すると、その風景に新たな展開が。海である。真っ青な海が彼女の目に飛び込んできた。なぜかホッと落ち着く。昔からそうだった。真魚は名前がそうであるせいなのか、水に関係するものが好きで、もちろん海も好きだった。子供の頃から海で泳ぎ、真っ黒になっていたものだった。それこそ毎日のように海で過ごす。夏だけではない。全ての季節において彼女は海に通いつめたものだ。春のうららかな海。秋の夕焼けに染まる海。冬の雪が吸い込まれていく海。彼女にとっては海が全てだった。まるで恋しい恋人か、はたまた血を分けた姉妹かと思うほどに。
「あ…」
その時、真魚の膝に何かが落ちてきてた。窓に向けていた視線を自分の膝に向ける。色あせた縮緬地の玉が一個、ぽつんと膝に乗っている。どうやらお手玉らしい。
「すみません」
その声に顔を上げる。目の前に三十代だろうか、申し訳なさそうな表情をした女性がいた。ふと横を見ると女の子が一人、いや、二人座っていた。まだ三才にもなっていないような幼子のようだ。真魚はお手玉を手に取ると、女性に渡した。女性は横に座る女の子にそれを渡し、真魚に軽く会釈をする。真魚も釣られて首を傾げて見せた。
「すみません。うるさかったでしょう?」
「いえ、そんなことありません」
「この子たちを連れて実家に帰るところなんですよ」
「はあ…」
まあ母親なのだなということは彼女にも想像がついた。それにしても子供たちがはしゃいでお手玉をしていたのにも気付いてなかった彼女である。それだけ彼女は物思いにふけっていたのだ。まるで世界の関心などどうでもいいと思えるようなそんな事情が彼女にはあったから。
「お子さんたち、双子なんですね」
「ええ、そうなんです。実家の父母がとにかく見たいから連れてこいってうるさくて」
「それはそうでしょうねえ。こんなにかわいらしいお孫さんなら」
「ありがとうございます」
確かにかわいい女の子たちだった。くりくりっとした目に薄い茶色の髪の毛はまるでパーマをかけたようにカールをしていて、赤いリボンで頭の上で二つ結ばれている。おそろいの白いワンピースを着せられて、ケンカもせずに床に届かない足をプラプラさせながら仲良くお手玉をしている。すると、そんな子供たちを見ていた真魚は、頭の芯がズキッと痛むのを感じた。
(いた……)
思わず頭を押さえてしまうところだったが、かろうじて留まった。
その時、彼女の目が大きく見開かれる。
(ひ……)
心の中で小さく悲鳴を上げる。
何故なら、目の前に座る女性の右の肩に手が乗っていたからだ。
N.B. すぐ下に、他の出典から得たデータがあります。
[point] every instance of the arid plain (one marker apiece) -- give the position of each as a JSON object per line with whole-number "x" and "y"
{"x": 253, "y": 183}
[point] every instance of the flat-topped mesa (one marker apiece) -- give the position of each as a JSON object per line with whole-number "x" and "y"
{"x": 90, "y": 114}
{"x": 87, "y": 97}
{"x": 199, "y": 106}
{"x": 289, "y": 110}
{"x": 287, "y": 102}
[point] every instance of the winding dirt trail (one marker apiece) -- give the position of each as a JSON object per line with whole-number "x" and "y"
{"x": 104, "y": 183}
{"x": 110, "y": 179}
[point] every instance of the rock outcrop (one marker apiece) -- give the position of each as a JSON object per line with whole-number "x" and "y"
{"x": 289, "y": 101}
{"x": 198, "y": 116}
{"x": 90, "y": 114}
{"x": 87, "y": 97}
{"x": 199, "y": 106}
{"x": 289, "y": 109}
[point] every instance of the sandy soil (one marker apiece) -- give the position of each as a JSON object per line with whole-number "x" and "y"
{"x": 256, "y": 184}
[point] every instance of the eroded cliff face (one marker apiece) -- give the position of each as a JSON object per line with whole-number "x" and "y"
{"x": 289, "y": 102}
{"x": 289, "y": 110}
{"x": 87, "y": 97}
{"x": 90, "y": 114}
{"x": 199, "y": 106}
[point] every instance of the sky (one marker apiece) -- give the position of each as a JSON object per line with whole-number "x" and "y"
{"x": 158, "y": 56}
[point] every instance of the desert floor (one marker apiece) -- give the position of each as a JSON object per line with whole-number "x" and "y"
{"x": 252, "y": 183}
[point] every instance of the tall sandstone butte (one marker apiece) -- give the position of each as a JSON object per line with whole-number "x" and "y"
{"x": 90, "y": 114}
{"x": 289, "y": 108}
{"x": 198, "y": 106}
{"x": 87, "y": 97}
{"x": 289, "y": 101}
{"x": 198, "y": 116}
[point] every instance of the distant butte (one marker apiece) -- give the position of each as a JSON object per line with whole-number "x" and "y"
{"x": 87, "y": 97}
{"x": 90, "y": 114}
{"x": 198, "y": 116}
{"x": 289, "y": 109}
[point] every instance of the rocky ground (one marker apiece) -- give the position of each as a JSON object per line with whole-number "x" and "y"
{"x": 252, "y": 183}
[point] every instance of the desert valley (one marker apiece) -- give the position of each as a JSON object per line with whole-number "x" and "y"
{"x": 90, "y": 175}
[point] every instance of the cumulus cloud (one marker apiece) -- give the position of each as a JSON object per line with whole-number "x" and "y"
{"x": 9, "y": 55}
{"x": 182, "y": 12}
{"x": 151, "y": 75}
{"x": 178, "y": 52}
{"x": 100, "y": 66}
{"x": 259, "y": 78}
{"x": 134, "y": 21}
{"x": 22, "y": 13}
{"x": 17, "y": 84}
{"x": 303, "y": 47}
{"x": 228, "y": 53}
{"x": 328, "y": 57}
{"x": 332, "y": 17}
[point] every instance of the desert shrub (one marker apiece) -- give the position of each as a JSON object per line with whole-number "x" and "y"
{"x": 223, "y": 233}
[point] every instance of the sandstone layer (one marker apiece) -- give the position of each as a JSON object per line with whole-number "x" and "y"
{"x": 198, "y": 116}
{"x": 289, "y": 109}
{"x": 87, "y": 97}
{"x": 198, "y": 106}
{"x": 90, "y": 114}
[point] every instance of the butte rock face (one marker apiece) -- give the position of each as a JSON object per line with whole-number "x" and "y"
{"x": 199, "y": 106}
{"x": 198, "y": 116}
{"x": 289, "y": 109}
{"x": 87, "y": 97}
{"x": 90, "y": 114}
女性はそんなところに人の手が乗っていることにも気付かず、隣でお手玉をする娘たちを目を細めて見詰めているばかり。
手は右手で女の手のようだった。細くてすらっとした指。その指の薬指には銀色の指輪がはまっている。
真魚は気絶しそうになるのを必死にこらえて、丁度止まった駅に慌てて降りた。
「私たちは次の駅なんです。気をつけて旅行を楽しんでくださいね」
「おねーちゃん、ばいばーい」
「ばいばーい」
車両の窓からさっきの親子が手を振ってきた。真魚も手を振った。その視線は女性の肩に注がれたが、もうすでに女性の肩には手はなかった。
結局、真魚は田中に女性の霊の話ができなかった。そして、彼女は退院をし、しばらく療養することにしたのだ。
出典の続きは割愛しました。